In my newsletter last month, I announced my new creative project for this year: learning to sing! In the weeks since then, my daily assignments in the Fear of Singing Breakthrough Program have gotten me doing a lot of things I definitely wouldn’t have done otherwise: Breaking down the musical theory behind “The Happy Birthday Song.” Leaping up and down in front of my computer, an invisible mic held to my mouth, as I mimic YouTube videos of David Byrne (“Life During Wartime”) and Blondie “One Way or Another.” Singing arpeggios while sounding them out on the piano. Driving down I-280 from San Francisco to Santa Cruz while belting out “Oh What A Beautiful Morning” from the musical Oklahoma.

Each of these assignments has chipped away at a limiting self-image—some variation on “I’m not good at…” or “I’m not the sort of person who…” or (especially potent) “I’ll look ridiculous if I…” Buddhist teacher Tara Brach tells a story about a tiger, caged in a zoo for most of its life, who was released into the relative freedom of a wildlife sanctuary. Instead of roaming free, the tiger spent the rest of its life pacing back and forth within the confines of an invisible cage. When it comes to singing, I’ve been like that tiger, trapped inside fake bars formed by beliefs about what I couldn’t do. Now I’m starting to explore the wilderness outside that imaginary zoo. Maybe I look—or sound—a little eccentric from time to time. But do I have the time to waste worrying about that?

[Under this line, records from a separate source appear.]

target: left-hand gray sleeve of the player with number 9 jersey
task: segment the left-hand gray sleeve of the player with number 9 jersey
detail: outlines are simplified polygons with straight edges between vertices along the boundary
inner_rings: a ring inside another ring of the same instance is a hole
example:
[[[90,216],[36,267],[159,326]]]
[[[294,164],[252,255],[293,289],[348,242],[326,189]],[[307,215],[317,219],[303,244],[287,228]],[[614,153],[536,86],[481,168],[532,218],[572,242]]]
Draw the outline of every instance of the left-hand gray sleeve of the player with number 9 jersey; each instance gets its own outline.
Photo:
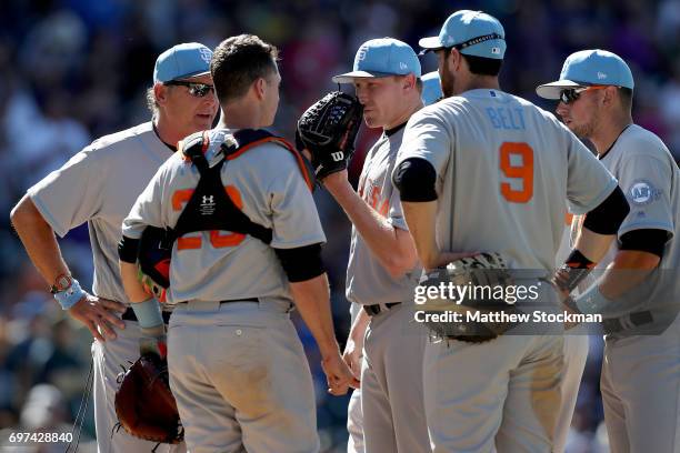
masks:
[[[452,138],[449,130],[450,128],[439,111],[424,108],[414,113],[403,132],[403,140],[397,154],[394,171],[406,159],[421,158],[434,167],[437,179],[441,181],[447,172],[447,165],[451,155]]]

I have to admit: I’ve sung less —and written less about it–than I’d hoped. But I’m on my way, focusing on progress, not perfection: Trying to sing just a little bit every day. Jotting notes about my experiences in my journal. Not beating myself up when I miss a few days, but just returning back to the practice without judgment—the way I bring my mind back to my breath when my attention wanders in meditation. I’ve posted a couple of blog posts about what I’ve discovered, which you can read here if you’ve missed them.

I’m about to leave town to teach a meditation retreat in Germany. But when I get back, I’m planning to join a choir. I’ll let you know how that goes! In the meantime, I hope we all keep breaking out of the zoos we’ve let ourselves be trapped in.